Le projet d’arrêté du Ministre René Collin modifiant les modalités de nourrissage dissuasif du sanglier a été approuvé ce jour par le Gouvernement wallon. Ce projet, qui sera soumis à l’avis du Conseil d’État avant son adoption, détricote la principale mesure destinée à réguler l’équilibre forêt – faune sauvage et à mettre fin aux dérives de certains chasseurs. Le nourrissage du sanglier pourra désormais être maintenu toute l’année, même en l’absence de risque pour les cultures. Le Ministre René Collin redonne ainsi la main au seul monde de la chasse et à ses dérives, rendant plus difficile, voire impossible, la gestion durable de pans entiers de la forêt wallonne.
Le nourrissage du grand gibier permet aux chasseurs de maintenir des densités de cervidés et sangliers bien au-delà de la capacité d’accueil naturelle de nos forêts. Cette pratique a fait doubler les populations de cervidés et tripler les populations de sangliers en une vingtaine d’années. Certains territoires de chasse maintiennent des densités en sangliers jusqu’à 10 fois supérieures à la normale pour s’assurer des prélèvements pléthoriques. Il en découle des dégâts importants à la forêt, aux cultures et à la biodiversité. La régénération naturelle de la forêt n’est plus possible dans certaines zones, tandis que les essences forestières et herbacées caractéristiques ont disparu sur de larges territoires sous la pression du gibier. Les dégâts de gibier aux plantations n’affectent pas seulement les propriétaires et gestionnaires forestiers : c’est l’ensemble de la filière bois qui est pénalisée par les pertes de valeur ou le découragement des propriétaires qui arrêtent la sylviculture.
Pour gérer cette problématique, le Gouvernement wallon avait adopté en juillet 2012 un plan de réduction des densités de grand gibier à l’initiative du Ministre Carlo Di Antonio. En octobre 2012, il adoptait un arrêté prévoyant des dispositions transitoires pour gérer les surdensités dans les territoires de chasse « points noirs », pratiquant du nourrissage intensif. Ces dispositions transitoires prévoyaient l’interdiction généralisée du nourrissage des sangliers, d’octobre à mars, en dehors des périodes de risque pour les cultures, dès cette année 2015. L’appel du Ministre Di Antonio à réduire les densités a été entendu par le monde de la chasse qui a augmenté substantiellement les prélèvements lors des saisons de chasse qui ont suivi. Seuls quelques dizaines de territoires récalcitrants (en particulier des chasses « à fric »), pourtant visés par les dispositions transitoires, n’ont pas répondu à l’appel.

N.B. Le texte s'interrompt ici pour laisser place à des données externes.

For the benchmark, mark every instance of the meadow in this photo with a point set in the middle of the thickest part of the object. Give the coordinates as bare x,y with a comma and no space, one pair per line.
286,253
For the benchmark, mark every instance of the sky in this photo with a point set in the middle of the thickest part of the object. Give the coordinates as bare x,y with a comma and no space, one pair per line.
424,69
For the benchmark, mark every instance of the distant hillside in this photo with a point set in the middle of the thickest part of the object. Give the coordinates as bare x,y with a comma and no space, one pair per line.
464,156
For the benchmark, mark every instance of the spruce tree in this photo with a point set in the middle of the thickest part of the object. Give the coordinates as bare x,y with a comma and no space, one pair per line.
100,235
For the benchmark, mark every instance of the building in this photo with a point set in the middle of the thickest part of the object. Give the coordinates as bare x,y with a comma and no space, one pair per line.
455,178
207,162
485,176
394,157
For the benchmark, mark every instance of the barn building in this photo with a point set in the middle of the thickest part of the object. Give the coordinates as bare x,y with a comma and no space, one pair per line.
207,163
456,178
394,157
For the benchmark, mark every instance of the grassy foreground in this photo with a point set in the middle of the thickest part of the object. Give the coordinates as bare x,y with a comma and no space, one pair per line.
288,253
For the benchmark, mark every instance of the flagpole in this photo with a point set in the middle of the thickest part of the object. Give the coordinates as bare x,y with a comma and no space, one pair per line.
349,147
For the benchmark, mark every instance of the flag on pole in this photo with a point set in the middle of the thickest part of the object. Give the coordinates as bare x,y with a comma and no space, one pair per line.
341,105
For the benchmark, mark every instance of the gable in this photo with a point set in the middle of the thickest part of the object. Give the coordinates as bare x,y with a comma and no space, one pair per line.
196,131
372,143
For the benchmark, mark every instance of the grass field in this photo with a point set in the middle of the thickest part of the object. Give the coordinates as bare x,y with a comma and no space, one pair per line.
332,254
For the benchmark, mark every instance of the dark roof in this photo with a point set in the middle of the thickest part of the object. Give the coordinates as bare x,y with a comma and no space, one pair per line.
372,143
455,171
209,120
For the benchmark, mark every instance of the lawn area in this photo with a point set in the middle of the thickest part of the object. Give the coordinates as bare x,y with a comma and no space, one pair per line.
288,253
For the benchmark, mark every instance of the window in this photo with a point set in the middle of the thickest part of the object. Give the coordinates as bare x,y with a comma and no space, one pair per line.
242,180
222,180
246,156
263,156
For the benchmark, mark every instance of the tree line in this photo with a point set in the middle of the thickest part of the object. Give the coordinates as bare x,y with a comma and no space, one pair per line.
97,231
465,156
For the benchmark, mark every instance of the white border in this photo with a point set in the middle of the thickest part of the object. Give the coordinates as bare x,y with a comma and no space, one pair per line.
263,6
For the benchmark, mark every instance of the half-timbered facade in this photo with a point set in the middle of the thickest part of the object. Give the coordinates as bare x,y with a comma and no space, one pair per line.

L’évaluation des dispositions transitoires réalisée par l’Administration concluent à la nécessité de maintenir l’interdiction du nourrissage du gibier en dehors de la période de sensibilité des cultures.
Le Ministre René Collin fait une belle marche-arrière par rapport aux dispositions prises pour réduire la densité excédentaire en sangliers par son prédécesseur, sans qu’aucun élément nouveau ne le justifie. Le nouvel arrêté ne permettra plus de gérer les excès des territoires déviants puisqu’il autorise le nourrissage toute l’année sans justification. Ce texte, soumis formellement au Conseil Supérieur de la chasse a notamment fait l’objet d’avis d’initiatives très critiques des Conseils Supérieur des Forêts et de la Filière Bois et de la Conservation de la Nature, instances représentatives des acteurs de la ruralité, ceci sans que leurs avis ne soient pris en compte par le Ministre.
Nos associations regrettent l’absence de concertation entre les parties prenantes et le peu de considération porté à la fonction consultative alors même que le Gouvernement entend réformer celle-ci. Elles dénoncent le poids accordé à ce qui n’est rien d’autre que le hobby de quelques-uns par rapport aux enjeux de la gestion durable des forêts et de la préservation de la biodiversité.